ARKit LabelMaker: A New Scale for Indoor 3D Scene Understanding
Guangda Ji, Silvan Weder, Francis Engelmann, Marc Pollefeys, Hermann Blum
2024-10-24

Summary
This paper introduces ARKit LabelMaker, a new system that creates a large-scale dataset for understanding indoor 3D scenes by automatically labeling them with detailed descriptions.
What's the problem?
Training neural networks to understand 3D scenes requires large amounts of labeled data, but creating this data is time-consuming and expensive. Most existing datasets are limited in size and variety, making it hard to train effective models for tasks like recognizing objects or understanding environments.
What's the solution?
The authors developed ARKit LabelMaker, which enhances the existing ARKitScenes dataset by adding dense semantic annotations automatically. They improved an annotation pipeline called LabelMaker to efficiently generate these labels using advanced segmentation models. This allows for the creation of a comprehensive dataset with detailed descriptions of various indoor scenes, making it easier to train models on a larger scale.
Why it matters?
This research is important because it provides a valuable resource for training AI models in understanding 3D environments.

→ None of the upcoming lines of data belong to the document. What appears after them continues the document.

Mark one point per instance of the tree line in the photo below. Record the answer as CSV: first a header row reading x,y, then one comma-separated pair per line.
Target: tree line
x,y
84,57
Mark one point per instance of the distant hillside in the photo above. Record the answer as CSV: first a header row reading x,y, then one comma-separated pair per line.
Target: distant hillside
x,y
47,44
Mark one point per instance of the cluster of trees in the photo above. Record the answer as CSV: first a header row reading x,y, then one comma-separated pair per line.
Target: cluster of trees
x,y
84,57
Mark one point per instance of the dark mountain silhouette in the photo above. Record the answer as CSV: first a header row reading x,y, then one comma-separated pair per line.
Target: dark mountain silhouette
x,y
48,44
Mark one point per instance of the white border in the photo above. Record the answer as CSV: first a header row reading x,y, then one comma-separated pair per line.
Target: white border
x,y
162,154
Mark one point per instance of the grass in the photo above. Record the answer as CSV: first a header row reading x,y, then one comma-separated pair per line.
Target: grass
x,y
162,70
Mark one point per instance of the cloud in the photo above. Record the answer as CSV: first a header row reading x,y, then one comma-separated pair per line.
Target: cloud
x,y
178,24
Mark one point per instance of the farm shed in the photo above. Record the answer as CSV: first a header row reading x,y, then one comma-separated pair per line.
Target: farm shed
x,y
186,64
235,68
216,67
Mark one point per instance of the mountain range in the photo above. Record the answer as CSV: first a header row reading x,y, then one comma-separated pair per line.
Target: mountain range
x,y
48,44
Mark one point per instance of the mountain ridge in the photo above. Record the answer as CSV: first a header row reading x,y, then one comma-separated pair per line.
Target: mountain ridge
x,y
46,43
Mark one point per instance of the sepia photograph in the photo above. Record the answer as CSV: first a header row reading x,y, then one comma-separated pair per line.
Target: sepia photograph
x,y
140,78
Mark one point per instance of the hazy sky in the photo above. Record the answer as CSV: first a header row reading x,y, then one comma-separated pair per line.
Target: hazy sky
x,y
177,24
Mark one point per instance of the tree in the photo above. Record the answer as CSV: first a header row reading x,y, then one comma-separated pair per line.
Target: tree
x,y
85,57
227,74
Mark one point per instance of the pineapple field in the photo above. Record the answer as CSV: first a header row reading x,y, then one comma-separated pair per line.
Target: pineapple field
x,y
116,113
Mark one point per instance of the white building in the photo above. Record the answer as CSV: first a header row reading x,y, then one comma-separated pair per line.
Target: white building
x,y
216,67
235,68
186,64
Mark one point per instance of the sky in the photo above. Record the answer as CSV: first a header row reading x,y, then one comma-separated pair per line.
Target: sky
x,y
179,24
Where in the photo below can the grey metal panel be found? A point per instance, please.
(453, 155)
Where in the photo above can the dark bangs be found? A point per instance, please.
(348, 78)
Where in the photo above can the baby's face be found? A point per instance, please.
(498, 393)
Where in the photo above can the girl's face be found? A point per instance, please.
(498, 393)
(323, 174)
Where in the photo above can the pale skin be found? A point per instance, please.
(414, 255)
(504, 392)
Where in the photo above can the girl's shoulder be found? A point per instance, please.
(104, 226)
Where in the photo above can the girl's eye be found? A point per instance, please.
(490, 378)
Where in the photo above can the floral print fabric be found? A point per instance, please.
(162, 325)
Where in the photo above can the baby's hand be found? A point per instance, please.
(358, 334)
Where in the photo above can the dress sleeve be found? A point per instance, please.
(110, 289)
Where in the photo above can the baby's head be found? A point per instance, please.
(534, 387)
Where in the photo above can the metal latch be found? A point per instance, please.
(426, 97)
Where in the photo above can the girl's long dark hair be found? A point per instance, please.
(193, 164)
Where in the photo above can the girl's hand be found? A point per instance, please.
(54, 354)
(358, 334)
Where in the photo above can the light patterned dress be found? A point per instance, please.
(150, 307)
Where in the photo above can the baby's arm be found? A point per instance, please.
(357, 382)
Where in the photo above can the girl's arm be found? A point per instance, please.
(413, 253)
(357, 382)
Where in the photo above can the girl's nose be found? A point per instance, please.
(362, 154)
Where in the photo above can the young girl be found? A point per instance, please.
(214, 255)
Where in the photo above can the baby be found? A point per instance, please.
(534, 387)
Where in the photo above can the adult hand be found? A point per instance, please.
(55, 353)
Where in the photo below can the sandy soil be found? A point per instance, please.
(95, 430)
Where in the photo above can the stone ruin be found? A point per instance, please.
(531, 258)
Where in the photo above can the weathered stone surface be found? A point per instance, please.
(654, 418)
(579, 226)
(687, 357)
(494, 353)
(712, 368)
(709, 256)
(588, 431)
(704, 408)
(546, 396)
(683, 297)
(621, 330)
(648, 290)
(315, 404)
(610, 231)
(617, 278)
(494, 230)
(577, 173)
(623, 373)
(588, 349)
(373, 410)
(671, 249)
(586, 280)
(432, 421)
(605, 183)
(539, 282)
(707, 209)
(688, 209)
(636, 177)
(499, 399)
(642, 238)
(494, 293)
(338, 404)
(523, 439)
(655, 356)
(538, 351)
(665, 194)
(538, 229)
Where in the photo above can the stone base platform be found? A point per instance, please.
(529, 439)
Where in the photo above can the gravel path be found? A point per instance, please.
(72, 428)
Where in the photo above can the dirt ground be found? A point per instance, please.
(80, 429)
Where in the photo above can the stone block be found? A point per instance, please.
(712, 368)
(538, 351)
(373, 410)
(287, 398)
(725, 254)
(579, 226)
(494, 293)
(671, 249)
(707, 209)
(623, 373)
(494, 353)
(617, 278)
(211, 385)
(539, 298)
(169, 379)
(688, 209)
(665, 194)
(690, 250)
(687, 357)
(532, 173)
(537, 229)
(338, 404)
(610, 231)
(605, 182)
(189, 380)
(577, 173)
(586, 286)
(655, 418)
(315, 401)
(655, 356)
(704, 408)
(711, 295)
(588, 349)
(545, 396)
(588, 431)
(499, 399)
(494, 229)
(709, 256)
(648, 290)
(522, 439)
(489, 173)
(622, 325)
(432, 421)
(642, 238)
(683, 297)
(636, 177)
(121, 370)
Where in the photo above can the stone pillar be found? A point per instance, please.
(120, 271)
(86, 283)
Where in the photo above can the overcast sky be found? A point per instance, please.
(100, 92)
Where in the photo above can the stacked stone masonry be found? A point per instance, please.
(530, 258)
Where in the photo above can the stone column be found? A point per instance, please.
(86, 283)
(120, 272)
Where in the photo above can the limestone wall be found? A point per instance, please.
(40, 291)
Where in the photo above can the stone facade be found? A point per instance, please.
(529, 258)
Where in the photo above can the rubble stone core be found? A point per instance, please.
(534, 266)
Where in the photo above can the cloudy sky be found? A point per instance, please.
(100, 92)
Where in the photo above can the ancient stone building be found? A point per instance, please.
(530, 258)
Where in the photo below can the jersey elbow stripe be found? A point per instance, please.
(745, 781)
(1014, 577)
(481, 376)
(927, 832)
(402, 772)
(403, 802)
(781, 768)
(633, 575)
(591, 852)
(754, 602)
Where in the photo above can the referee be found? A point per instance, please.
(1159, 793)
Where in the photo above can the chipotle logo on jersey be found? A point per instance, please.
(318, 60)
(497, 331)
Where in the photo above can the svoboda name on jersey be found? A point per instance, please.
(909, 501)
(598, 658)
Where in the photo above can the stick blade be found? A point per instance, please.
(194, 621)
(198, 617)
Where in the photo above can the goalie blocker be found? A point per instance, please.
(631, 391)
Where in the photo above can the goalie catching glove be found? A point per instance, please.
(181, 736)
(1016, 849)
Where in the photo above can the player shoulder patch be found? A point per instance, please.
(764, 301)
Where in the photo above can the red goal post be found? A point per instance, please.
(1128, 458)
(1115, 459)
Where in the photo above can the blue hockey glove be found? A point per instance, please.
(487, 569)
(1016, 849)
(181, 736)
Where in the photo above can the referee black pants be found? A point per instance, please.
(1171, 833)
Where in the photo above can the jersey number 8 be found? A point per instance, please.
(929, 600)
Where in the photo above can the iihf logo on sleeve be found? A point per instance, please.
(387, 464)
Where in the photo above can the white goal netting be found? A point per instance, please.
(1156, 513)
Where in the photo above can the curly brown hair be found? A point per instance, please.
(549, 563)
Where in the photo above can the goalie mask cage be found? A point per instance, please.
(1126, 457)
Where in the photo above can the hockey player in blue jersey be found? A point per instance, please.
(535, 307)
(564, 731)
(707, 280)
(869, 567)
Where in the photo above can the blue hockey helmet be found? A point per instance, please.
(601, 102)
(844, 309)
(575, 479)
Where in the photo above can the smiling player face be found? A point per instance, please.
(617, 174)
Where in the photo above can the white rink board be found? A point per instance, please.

By automating the labeling process, it significantly reduces the time and effort needed to create high-quality datasets, which can lead to better performance in applications like robotics, virtual reality, and augmented reality.
Abstract
The performance of neural networks scales with both their size and the amount of data they have been trained on. This is shown in both language and image generation. However, this requires scaling-friendly network architectures as well as large-scale datasets. Even though scaling-friendly architectures like transformers have emerged for 3D vision tasks, the GPT-moment of 3D vision remains distant due to the lack of training data. In this paper, we introduce ARKit LabelMaker, the first large-scale, real-world 3D dataset with dense semantic annotations. Specifically, we complement ARKitScenes dataset with dense semantic annotations that are automatically generated at scale. To this end, we extend LabelMaker, a recent automatic annotation pipeline, to serve the needs of large-scale pre-training. This involves extending the pipeline with cutting-edge segmentation models as well as making it robust to the challenges of large-scale processing. Further, we push forward the state-of-the-art performance on ScanNet and ScanNet200 dataset with prevalent 3D semantic segmentation models, demonstrating the efficacy of our generated dataset.